Le monte-charge s'arrêta dans un soubresaut. Nous étions au sous-sol -2. La grille s'ouvrit sur une cave voûtée, anciennes pierres du XVIIIe siècle. Mais la cave avait été modernisée. Des câbles électriques couraient le long des murs comme des veines noires. Des néons blancs éclairaient des portes blindées. Et au fond, un couloir qui semblait mener vers le cœur de quelque chose de plus grand.

Et deux types en costume noir qui nous regardaient avec la surprise modérée de gens qui ne s'attendaient pas à recevoir de la visite.

— Bonsoir messieurs, dis-je en pointant le fusil vers eux. Police. On vient pour une inspection sanitaire. Vous avez des rats, je crois.

Le plus grand des deux porta la main à son holster.

Félix tira en premier. Deux coups. Pan pan. Précis. Le type s'effondra, touché à l'épaule et à la cuisse. L'autre se jeta derrière une caisse.

— MERDE ! cria Sonia en se plaquant contre le mur.

Le deuxième garde sortit un fusil d'assaut de derrière sa caisse. Un vrai. Un M4. Le genre qui transforme un corps humain en passoire en trois secondes.

Il leva l'arme.

— FÉLIX ! hurlai-je. BOUGE-TOI !

Félix, dans sa panique, recula précipitamment. Son pied accrocha quelque chose. Un extincteur posé contre le mur. L'extincteur bascula. Félix essaya de le rattraper. Manqua. L'extincteur tomba, rebondit, percuta une étagère chargée de bouteilles d'alcool.

Les bouteilles s'effondrèrent dans un fracas apocalyptique.
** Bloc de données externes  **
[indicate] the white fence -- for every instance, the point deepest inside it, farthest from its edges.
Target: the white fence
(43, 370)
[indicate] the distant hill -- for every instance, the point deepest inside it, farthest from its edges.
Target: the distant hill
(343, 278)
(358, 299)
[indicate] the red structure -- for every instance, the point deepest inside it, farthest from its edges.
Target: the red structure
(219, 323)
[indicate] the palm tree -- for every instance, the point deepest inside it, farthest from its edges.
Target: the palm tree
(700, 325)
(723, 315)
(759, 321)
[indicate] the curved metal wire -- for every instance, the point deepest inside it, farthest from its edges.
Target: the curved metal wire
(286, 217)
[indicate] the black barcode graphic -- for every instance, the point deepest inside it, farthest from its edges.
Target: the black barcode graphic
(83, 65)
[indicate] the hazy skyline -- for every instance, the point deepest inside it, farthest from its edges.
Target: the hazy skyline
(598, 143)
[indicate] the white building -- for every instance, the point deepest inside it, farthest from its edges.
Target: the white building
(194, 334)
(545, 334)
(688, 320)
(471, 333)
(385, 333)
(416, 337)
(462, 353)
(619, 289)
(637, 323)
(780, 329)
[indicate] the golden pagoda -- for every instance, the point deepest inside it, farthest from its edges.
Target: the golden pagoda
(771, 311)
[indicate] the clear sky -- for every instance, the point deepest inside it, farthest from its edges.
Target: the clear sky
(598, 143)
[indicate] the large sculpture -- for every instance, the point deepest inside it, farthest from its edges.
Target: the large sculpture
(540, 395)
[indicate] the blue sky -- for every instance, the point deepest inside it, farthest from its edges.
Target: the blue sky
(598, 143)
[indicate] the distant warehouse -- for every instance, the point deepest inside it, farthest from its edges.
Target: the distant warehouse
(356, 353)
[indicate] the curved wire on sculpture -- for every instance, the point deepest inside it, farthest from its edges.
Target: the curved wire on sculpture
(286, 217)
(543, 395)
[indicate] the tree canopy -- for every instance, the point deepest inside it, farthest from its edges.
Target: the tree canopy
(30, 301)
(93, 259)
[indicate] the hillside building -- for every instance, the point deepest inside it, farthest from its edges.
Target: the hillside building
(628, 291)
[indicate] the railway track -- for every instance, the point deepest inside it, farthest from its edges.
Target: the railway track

Une avalanche de verre et d'alcool se déversa sur le garde qui venait de sortir de sa planque.

Le type glissa. Perdit l'équilibre. Son fusil partit en l'air, tirant une rafale qui troua le plafond. Des morceaux de plâtre tombèrent comme une neige sale.

Je profitai de la confusion. Courus vers lui. Le frappai avec la crosse du fusil. Il s'effondra, assommé, couvert de vodka et de regrets.

Silence.

Juste la musique de la boîte au-dessus, assourdissante, indifférente.

— Putain, Fracas, haletai-je. Tu viens de neutraliser un garde en faisant tomber un extincteur sur un stock d'alcool. C'est pas de la technique. C'est de la sorcellerie.

— Je… je suis désolé ! balbutia Félix. J'ai pas vu l'extincteur ! C'est chelou, il était pile dans le passage !

— Fracas, t'es un miracle ambulant. Un horrible, catastrophique, miraculeux miracle. Maintenant, avance.

Nous enjambâmes les corps. Courûmes dans le couloir. Les ventilateurs rugissaient de plus en plus fort. L'air devenait chaud, électrique. On se rapprochait.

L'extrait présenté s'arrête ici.